In the fourth quarter, credit unions held the largest percentage of the vehicle finance market for the first time. According to Experian’s State of the Automotive Finance Market Report: Q4 2022, credit unions accounted for 26.85% of all vehicle financing in the quarter, comprising the largest share of vehicle financing across the lending marketplace. Taking leasing out of the equation, credit unions make up nearly 30% of all vehicle loans, at 29.12%. That was followed by banks at 27.35%, captives with 19.53%, and finance companies at 12.67%.

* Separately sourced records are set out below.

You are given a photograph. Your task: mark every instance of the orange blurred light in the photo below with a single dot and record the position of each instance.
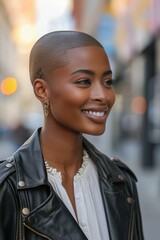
(139, 105)
(8, 86)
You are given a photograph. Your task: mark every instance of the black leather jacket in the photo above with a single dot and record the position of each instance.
(30, 209)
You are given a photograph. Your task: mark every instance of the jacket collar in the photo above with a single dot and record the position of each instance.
(31, 169)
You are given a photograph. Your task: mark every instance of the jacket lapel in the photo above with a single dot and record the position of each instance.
(58, 221)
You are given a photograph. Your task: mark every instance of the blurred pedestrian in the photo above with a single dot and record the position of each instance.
(58, 185)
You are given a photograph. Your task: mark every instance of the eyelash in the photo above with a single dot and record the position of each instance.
(87, 82)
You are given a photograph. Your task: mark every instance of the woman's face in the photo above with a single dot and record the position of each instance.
(81, 94)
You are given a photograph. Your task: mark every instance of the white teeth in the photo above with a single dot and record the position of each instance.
(98, 114)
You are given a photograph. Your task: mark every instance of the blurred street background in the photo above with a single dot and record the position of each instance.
(130, 32)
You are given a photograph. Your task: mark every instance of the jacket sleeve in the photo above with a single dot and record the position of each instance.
(137, 231)
(8, 206)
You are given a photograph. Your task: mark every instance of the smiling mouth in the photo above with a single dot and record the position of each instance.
(94, 113)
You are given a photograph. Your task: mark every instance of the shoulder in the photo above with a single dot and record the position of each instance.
(111, 166)
(123, 167)
(7, 167)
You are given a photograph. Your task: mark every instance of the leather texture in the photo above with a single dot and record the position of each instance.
(31, 210)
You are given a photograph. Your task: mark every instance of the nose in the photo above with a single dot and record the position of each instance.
(99, 93)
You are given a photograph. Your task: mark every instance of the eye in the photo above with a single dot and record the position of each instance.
(108, 82)
(83, 82)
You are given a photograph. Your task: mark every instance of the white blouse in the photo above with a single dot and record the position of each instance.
(89, 206)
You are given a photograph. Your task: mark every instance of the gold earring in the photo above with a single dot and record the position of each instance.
(46, 108)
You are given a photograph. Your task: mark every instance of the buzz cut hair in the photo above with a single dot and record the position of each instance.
(48, 53)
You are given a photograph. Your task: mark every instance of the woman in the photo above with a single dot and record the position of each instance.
(58, 185)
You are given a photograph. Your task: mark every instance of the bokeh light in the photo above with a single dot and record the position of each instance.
(139, 105)
(8, 86)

“The biggest driver of credit union growth was lower interest rates, for both new and used vehicle financing. Even as rates overall have increased, credit unions have managed to be a full percentage point lower than other lenders,” said Melinda Zabritski, Experian’s senior director of automotive financing. “In addition to lower rates, we continue to see fewer incentives from captive lenders, giving credit unions the opportunity to grow market share in the competitive rate environment. Having a broader understanding of data like interest rates can help lenders and dealers make strategic decisions and serve consumers effectively.”
During the quarter, the average interest rate offered by credit unions for new vehicles was 5.49%, with captives slightly lower at 5.45%. Banks clocked in at an average interest rate of 7% for new-vehicle loans, while buy-here-pay-here was 6.06%, and finance companies offered 9.38%. On the used side of financing, credit unions offered the lowest rate on average at 7.03%, followed by captives at 9.25%, banks at 9.34%, buy-here-pay-here at 11.2% and finance companies at 19.17%.

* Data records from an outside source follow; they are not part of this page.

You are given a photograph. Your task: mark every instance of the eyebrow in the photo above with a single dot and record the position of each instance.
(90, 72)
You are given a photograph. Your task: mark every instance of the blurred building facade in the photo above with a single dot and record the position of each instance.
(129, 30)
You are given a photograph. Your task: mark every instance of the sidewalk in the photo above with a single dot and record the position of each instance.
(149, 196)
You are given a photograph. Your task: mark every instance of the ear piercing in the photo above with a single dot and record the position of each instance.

Average Loan Amounts Start to Level Out
Zooming out to look at the market overall, increases in average loan amounts began to taper off in the quarter. The average new-vehicle loan amount increased 4.04% year-over-year to $41,445—a much smaller year-over-year increase than the fourth quarter of 2021, when it was 12.46%. The difference was even more notable for used vehicles, with an increase of only 1.38% on the average loan amount year-over-year reaching $27,768, compared to a 20.96% increase in the fourth quarter of 2021.

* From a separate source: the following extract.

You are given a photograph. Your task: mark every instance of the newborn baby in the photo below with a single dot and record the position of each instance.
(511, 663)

Average loan terms also leveled out in the fourth quarter, with the average new-vehicle loan term decreasing from 69.64 months in the fourth quarter of 2021 to 69.44 months last quarter. Used-vehicle loans saw a slight uptick in length, clocking in at 68.01 months in the quarter, up from 67.35 months in the fourth quarter of 2021.
“Seeing attributes like loan amount growth and average terms beginning to normalize is a positive sign the industry is moving in the right direction,” Zabritski said. “It’s important to pay attention to all attributes to have a holistic picture of the industry.”
Additional Findings of Q4
- Overall loan balances continued to grow, from $1.3 trillion in Q4 2021 to $1.4 trillion.
- Leasing saw a year-over-year decrease from 23.95% to 17.21% from Q4 2021.
- Prime and super-prime comprised 66.5% of all vehicle financing, up from 64.98% in Q4 2021, while subprime declined from 16.38% to 15.57% year-over-year.
- The share of financing made up by sedans grew from 17.69% in Q4 2021 to 18.26%.
- Honda remained the top leased make at 12.07%, followed by Chevrolet at 9.17% and Toyota at 8.85%.